No Accountability
Yet, the panel demanded no meaningful accountability from Bush and his top aides, as former Ambassador Pickering made clear in a Washington Post op-ed on Friday.
In underscoring the report's findings, Pickering lamented how the Bush administration's use of torture had imperiled efforts to persuade other countries not to resort to cruel and inhuman treatment of prisoners. "Democracy and torture cannot peacefully coexist in the same body politic," Pickering wrote.
He proposed several steps "to mitigate the damage and set this country on a better course." This list included finally confronting the harsh truth about torture; releasing relevant evidence that the Obama administration is still keeping secret; enacting new legislation to close "loopholes" that were exploited to justify torture; and insisting on verifiable protections of prisoners transferred to other countries (rather than relying on "diplomatic assurances").
However, neither the report nor Pickering's op-ed addressed the significant point that laws against torture and mistreatment of prisoners already existed and that Bush and his team simply had ignored or evaded them. If Bush and Yoo could concoct an excuse giving the President the "plenary" power to do whatever he wants in wartime, why couldn't some future President and legal adviser do the same?
What good does it do to tighten "loopholes" if a President and his aides can flout the law and escape accountability? The only rational (and legal) response to Bush's use of torture is to arrest him and his key advisers and put them on trial.
Yet, in this case, the rational and legal remedy is considered unthinkable. If President Obama's Justice Department were to move against Bush and other ex-officials, the Washington Establishment -- from the Republican Party to the mainstream news media to much of the Democratic Party -- would react in apoplexy and outrage.

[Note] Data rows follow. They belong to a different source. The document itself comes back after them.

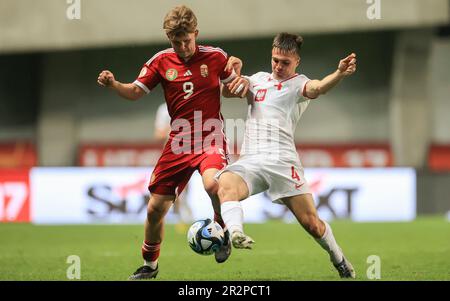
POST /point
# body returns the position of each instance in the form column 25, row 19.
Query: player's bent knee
column 211, row 187
column 312, row 225
column 227, row 193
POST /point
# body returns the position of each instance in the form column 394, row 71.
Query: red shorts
column 173, row 171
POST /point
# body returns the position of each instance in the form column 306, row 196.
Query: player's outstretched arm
column 238, row 87
column 128, row 91
column 346, row 67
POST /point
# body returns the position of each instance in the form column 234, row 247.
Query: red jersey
column 188, row 86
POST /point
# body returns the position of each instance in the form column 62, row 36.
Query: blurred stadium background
column 376, row 149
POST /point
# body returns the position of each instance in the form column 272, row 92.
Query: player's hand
column 239, row 86
column 234, row 63
column 106, row 78
column 347, row 66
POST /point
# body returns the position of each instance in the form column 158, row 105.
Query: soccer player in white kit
column 269, row 160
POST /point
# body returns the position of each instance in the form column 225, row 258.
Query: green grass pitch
column 418, row 250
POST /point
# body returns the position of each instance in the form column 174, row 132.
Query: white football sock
column 233, row 216
column 151, row 264
column 330, row 245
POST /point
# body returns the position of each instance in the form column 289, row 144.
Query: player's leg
column 211, row 187
column 302, row 206
column 157, row 208
column 232, row 190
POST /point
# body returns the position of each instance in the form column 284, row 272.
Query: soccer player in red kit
column 190, row 75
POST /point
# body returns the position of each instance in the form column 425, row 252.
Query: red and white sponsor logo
column 260, row 95
column 14, row 195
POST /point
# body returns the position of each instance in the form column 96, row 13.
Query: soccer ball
column 205, row 236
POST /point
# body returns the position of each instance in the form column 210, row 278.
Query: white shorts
column 281, row 178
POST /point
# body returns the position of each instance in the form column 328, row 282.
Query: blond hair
column 179, row 21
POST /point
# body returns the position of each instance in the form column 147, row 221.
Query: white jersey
column 275, row 107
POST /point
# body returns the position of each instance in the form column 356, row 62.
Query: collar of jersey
column 284, row 80
column 191, row 58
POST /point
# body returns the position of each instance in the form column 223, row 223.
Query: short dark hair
column 179, row 21
column 287, row 42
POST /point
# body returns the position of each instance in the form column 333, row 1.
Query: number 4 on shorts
column 295, row 175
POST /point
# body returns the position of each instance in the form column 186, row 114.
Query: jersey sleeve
column 162, row 120
column 149, row 77
column 301, row 88
column 225, row 76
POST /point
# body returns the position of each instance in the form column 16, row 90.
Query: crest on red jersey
column 204, row 70
column 171, row 74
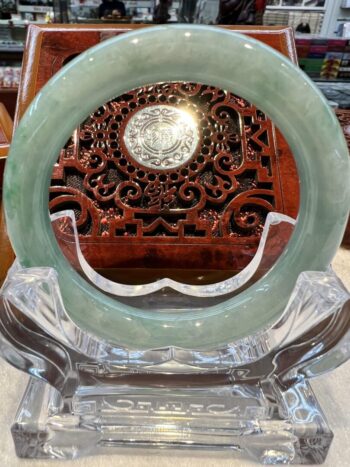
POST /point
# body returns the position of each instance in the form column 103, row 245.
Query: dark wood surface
column 120, row 236
column 48, row 48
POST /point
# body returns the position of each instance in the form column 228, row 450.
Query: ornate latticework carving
column 220, row 195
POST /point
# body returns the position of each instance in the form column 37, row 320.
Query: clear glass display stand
column 250, row 398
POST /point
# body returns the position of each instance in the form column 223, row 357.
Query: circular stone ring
column 219, row 58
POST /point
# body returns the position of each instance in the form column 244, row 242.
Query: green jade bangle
column 201, row 54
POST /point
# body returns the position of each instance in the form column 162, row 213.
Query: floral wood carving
column 218, row 198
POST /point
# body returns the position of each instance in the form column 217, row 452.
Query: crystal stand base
column 263, row 422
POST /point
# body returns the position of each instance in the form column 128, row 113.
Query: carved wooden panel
column 205, row 212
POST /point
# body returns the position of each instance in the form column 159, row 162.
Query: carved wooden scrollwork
column 219, row 195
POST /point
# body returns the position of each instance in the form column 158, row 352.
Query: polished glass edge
column 224, row 287
column 229, row 61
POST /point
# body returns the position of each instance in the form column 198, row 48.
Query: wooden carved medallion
column 172, row 175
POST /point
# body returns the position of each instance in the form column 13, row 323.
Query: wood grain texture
column 123, row 243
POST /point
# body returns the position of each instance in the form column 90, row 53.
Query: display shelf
column 305, row 5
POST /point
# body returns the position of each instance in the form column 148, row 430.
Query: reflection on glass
column 293, row 3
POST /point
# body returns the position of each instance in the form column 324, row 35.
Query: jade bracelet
column 215, row 57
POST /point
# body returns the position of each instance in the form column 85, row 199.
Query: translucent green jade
column 181, row 53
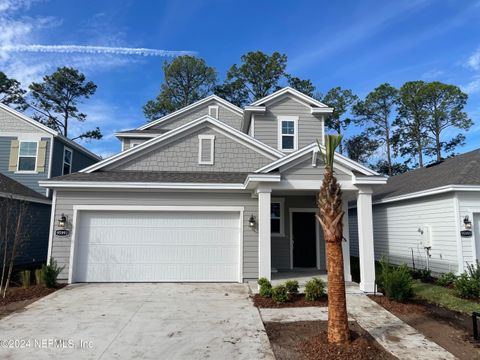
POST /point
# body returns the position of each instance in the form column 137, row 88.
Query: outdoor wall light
column 252, row 221
column 62, row 221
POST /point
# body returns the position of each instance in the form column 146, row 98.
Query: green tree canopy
column 444, row 107
column 55, row 100
column 341, row 100
column 257, row 76
column 375, row 113
column 411, row 120
column 11, row 93
column 360, row 148
column 187, row 79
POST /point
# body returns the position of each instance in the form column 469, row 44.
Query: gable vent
column 206, row 149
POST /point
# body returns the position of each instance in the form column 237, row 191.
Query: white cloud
column 473, row 62
column 82, row 49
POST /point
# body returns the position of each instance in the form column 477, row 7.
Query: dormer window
column 213, row 111
column 287, row 133
column 206, row 149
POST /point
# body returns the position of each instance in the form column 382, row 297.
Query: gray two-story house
column 211, row 192
column 31, row 152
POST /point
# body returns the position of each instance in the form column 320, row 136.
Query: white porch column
column 346, row 244
column 264, row 235
column 365, row 239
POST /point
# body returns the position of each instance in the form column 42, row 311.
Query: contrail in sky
column 85, row 49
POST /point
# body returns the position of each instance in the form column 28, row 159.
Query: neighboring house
column 430, row 206
column 210, row 192
column 32, row 249
column 31, row 152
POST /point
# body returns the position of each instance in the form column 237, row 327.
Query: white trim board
column 78, row 208
column 259, row 146
column 190, row 107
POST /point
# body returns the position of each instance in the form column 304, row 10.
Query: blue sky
column 351, row 44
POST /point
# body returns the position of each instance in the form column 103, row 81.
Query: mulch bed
column 296, row 301
column 308, row 340
column 449, row 329
column 17, row 298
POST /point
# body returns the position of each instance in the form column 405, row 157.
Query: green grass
column 445, row 297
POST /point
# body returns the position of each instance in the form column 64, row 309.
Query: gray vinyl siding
column 35, row 246
column 396, row 225
column 67, row 199
column 266, row 125
column 29, row 180
column 469, row 204
column 182, row 155
column 225, row 115
column 281, row 244
column 79, row 159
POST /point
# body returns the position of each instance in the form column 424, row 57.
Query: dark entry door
column 304, row 239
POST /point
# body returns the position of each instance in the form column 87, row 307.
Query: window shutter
column 42, row 153
column 12, row 165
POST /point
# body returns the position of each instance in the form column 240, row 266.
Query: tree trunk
column 337, row 306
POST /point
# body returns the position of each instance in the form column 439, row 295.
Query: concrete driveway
column 138, row 321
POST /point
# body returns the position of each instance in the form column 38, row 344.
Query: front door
column 304, row 239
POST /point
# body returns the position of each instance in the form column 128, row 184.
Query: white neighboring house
column 437, row 206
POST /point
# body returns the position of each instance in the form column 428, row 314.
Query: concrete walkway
column 138, row 321
column 393, row 334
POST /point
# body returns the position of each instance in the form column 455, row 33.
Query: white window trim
column 280, row 201
column 280, row 119
column 36, row 157
column 212, row 149
column 213, row 109
column 63, row 160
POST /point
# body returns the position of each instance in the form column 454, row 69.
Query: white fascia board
column 177, row 131
column 429, row 192
column 138, row 135
column 289, row 90
column 28, row 119
column 350, row 164
column 321, row 110
column 25, row 198
column 138, row 185
column 192, row 106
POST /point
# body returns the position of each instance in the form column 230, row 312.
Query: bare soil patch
column 295, row 301
column 308, row 340
column 450, row 330
column 18, row 298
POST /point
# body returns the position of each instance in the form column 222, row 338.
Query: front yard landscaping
column 308, row 340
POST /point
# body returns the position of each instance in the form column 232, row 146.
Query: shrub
column 265, row 287
column 396, row 282
column 467, row 287
column 425, row 275
column 292, row 287
column 280, row 294
column 446, row 279
column 39, row 276
column 50, row 273
column 25, row 278
column 314, row 289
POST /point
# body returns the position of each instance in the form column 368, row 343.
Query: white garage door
column 117, row 246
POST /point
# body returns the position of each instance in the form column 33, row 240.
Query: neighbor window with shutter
column 27, row 156
column 206, row 149
column 67, row 161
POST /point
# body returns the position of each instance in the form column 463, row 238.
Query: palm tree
column 330, row 216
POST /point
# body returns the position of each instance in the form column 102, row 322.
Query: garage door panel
column 157, row 246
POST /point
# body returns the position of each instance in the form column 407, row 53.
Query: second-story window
column 27, row 156
column 287, row 133
column 67, row 161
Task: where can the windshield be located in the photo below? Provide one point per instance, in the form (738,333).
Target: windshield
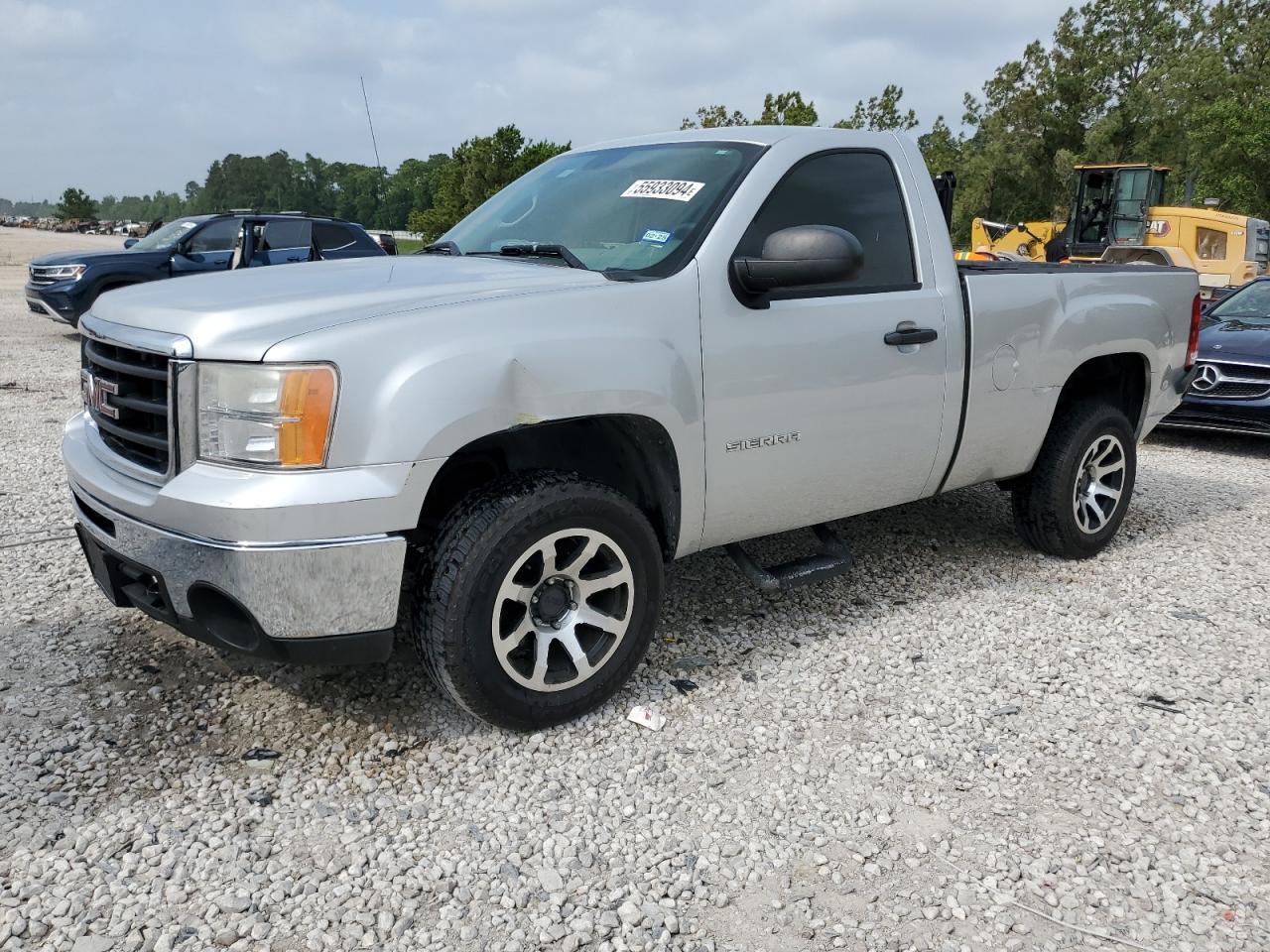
(1251,303)
(167,236)
(620,209)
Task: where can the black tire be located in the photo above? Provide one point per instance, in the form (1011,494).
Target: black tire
(1048,515)
(476,549)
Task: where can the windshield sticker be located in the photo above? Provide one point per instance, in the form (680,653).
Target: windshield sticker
(675,189)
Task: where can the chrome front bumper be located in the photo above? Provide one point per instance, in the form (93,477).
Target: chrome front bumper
(291,590)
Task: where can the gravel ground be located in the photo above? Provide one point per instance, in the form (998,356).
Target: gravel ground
(961,746)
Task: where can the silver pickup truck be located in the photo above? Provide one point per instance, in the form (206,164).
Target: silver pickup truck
(635,352)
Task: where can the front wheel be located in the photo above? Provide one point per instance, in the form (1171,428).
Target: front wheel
(539,599)
(1079,492)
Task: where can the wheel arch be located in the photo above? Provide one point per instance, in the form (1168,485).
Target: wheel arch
(630,453)
(1121,380)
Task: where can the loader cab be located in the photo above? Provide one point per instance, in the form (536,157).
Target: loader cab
(1109,206)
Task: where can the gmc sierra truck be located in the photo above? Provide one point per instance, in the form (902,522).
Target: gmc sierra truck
(634,352)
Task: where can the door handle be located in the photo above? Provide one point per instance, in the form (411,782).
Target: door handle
(911,335)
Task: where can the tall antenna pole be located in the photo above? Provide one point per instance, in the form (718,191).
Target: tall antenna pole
(375,145)
(370,122)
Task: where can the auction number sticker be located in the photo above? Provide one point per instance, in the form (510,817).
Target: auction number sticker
(675,189)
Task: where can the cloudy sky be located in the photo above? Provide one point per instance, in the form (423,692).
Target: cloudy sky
(125,98)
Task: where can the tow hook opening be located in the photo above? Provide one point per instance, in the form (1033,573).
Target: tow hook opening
(222,617)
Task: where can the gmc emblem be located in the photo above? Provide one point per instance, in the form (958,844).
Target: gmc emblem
(96,394)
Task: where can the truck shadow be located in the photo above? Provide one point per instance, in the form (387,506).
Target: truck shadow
(715,627)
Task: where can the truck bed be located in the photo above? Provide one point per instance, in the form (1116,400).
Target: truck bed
(1028,324)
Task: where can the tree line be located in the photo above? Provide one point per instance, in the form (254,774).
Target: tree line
(1180,82)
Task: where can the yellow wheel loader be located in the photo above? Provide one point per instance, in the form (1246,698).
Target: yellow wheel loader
(1118,213)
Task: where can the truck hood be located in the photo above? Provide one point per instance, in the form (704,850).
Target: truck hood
(121,255)
(239,315)
(1233,338)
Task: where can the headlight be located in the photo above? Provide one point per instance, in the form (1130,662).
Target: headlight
(266,414)
(60,272)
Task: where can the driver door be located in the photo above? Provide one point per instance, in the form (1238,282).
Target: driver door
(811,414)
(208,249)
(1130,197)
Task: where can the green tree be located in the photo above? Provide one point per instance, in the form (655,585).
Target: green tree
(788,109)
(476,169)
(880,113)
(710,117)
(75,204)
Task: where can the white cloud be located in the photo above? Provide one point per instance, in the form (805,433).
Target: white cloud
(116,99)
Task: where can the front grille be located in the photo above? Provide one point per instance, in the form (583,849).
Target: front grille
(40,275)
(137,393)
(1236,390)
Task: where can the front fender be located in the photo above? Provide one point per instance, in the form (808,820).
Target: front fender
(423,384)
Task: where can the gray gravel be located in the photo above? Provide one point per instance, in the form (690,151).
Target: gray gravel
(962,746)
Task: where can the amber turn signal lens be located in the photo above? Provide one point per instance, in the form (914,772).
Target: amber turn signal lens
(307,407)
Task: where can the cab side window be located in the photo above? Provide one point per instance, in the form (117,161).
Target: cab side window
(334,238)
(214,236)
(852,190)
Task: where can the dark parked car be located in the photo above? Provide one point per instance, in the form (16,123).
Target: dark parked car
(64,286)
(1230,393)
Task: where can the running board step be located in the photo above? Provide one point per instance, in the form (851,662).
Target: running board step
(833,558)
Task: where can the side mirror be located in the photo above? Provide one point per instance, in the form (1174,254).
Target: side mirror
(799,257)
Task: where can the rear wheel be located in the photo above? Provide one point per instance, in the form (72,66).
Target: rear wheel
(1079,492)
(539,599)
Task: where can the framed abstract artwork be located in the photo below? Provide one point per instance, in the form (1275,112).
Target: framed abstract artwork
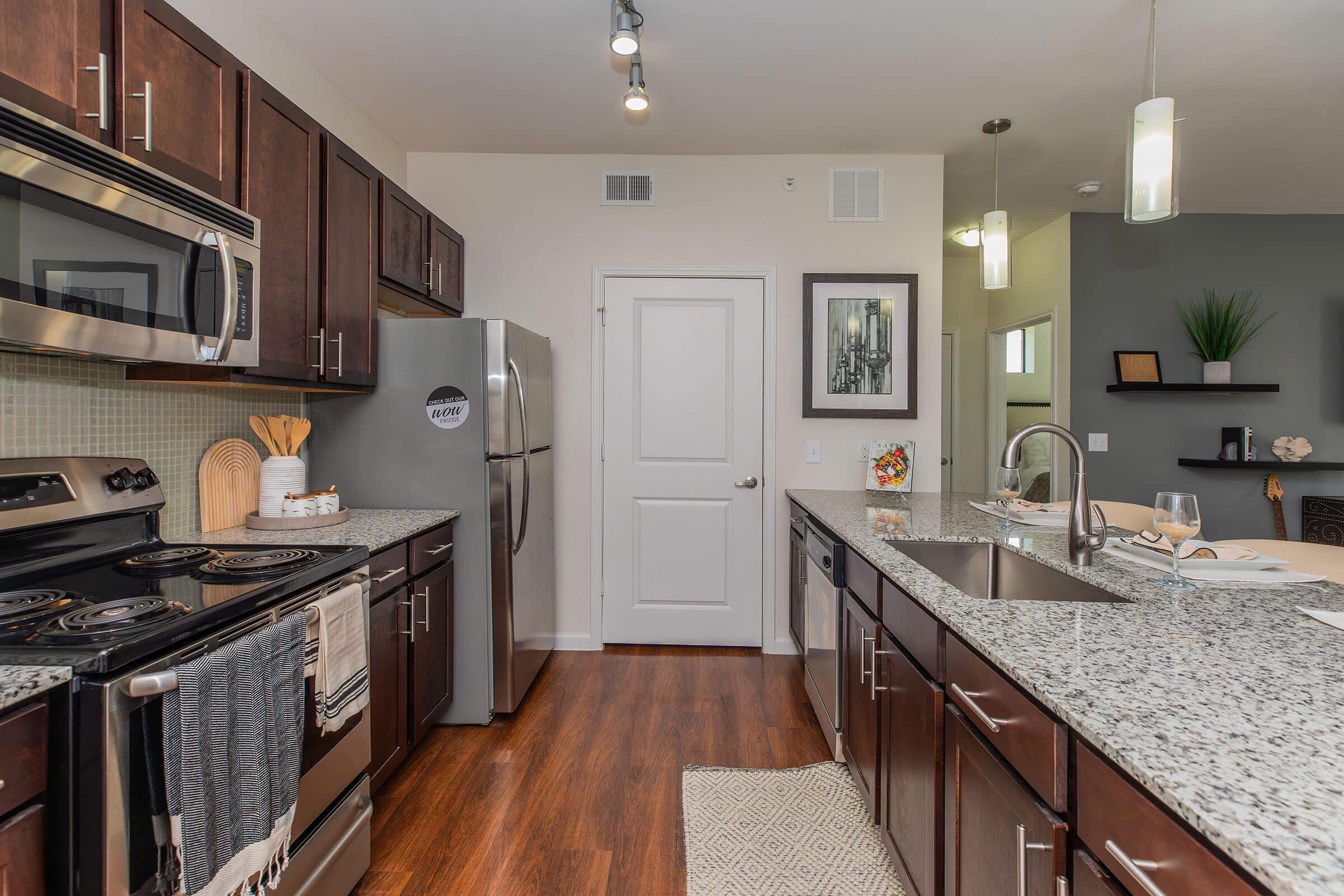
(859,354)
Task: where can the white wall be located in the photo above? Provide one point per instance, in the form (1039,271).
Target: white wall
(241,30)
(534,231)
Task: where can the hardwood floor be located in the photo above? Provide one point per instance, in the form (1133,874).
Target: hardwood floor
(580,792)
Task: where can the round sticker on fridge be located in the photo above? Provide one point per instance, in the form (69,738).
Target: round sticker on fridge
(448,408)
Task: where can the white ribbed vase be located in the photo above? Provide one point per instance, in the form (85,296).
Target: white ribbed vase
(279,477)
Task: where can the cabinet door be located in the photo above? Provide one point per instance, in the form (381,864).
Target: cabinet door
(996,830)
(861,700)
(389,656)
(350,249)
(445,255)
(281,182)
(179,104)
(432,649)
(911,770)
(404,233)
(55,59)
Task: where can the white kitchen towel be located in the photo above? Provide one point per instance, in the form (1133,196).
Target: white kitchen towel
(337,656)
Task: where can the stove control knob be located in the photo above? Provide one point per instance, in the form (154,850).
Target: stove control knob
(122,480)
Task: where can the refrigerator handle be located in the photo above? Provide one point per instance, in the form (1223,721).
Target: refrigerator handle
(528,456)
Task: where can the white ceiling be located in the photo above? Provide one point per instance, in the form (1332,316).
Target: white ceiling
(1261,82)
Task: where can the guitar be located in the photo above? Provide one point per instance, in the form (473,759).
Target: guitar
(1275,492)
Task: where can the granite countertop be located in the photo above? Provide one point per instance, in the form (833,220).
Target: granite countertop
(21,683)
(373,528)
(1225,702)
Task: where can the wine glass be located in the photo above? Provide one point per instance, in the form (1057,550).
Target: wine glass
(1177,516)
(1009,486)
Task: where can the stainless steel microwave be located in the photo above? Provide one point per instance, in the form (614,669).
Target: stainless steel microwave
(102,255)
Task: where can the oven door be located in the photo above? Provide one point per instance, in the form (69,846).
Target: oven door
(92,267)
(115,832)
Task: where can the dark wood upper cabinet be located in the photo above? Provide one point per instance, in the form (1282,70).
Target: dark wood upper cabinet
(995,827)
(404,241)
(179,99)
(57,59)
(350,250)
(281,180)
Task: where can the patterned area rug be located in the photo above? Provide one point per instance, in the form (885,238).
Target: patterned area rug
(781,832)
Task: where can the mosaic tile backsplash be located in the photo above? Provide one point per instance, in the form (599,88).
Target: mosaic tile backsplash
(66,406)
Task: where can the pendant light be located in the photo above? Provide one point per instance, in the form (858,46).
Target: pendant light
(1151,189)
(995,249)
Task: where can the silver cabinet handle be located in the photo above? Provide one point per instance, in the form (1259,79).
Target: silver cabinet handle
(340,352)
(984,716)
(148,96)
(389,574)
(102,92)
(1022,857)
(1137,868)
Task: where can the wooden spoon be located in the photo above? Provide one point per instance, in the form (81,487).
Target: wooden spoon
(259,425)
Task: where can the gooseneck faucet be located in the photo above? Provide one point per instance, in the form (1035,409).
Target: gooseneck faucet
(1082,540)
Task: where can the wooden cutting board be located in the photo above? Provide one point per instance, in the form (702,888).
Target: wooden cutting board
(230,481)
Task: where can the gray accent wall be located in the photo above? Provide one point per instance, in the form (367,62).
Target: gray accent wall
(1124,281)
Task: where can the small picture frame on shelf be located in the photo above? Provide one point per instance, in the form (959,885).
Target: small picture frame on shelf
(1137,367)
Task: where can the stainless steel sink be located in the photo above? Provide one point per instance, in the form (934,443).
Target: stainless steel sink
(984,570)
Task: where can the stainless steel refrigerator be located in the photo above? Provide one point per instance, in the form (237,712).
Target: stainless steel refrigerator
(461,419)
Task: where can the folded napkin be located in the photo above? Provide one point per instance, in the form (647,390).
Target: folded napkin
(337,656)
(233,735)
(1222,551)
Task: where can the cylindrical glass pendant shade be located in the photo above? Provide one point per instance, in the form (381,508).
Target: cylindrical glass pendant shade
(1151,180)
(995,251)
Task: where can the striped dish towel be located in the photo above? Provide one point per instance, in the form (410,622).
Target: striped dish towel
(337,656)
(233,743)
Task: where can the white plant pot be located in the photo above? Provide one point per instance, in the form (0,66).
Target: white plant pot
(1218,372)
(279,477)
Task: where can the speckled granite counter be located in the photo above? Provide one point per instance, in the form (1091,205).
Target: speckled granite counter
(373,528)
(21,683)
(1225,702)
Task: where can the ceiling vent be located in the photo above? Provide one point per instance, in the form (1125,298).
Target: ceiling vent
(857,194)
(627,187)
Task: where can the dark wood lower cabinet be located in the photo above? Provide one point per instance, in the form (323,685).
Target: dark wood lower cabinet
(859,696)
(911,770)
(996,829)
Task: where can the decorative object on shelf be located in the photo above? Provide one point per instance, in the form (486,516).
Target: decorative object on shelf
(890,465)
(1221,325)
(1292,449)
(1323,520)
(1137,367)
(859,351)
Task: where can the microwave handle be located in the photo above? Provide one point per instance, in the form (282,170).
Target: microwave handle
(226,329)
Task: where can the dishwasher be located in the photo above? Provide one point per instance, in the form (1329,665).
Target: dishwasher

There would be fears about Washington's intense partisanship growing even worse. There would be warnings about the terrible precedent being set that could mean that each time the White House changes hands the new administration would then "go after" the former occupants. There would howls about the United States taking on the appearance of a "banana republic."
However, there also are profound dangers for a democratic Republic when it doesn't hold public officials accountable for serious crimes, like torture and aggressive war. Indeed, one could argue that such a country is no longer a democratic Republic, if one person can operate with complete impunity amid declarations of "plenary powers" -- which is what the Bush administration claimed in its memos justifying torture.
The report from the Constitution Project can declare that torture is incompatible with democracy, but it is equally true that if the President can torture anyone he chooses and then walk away -- free to attend baseball games, celebrate his presidential library and pose for the cover of "Parade" magazine -- then you are not living in a real democracy.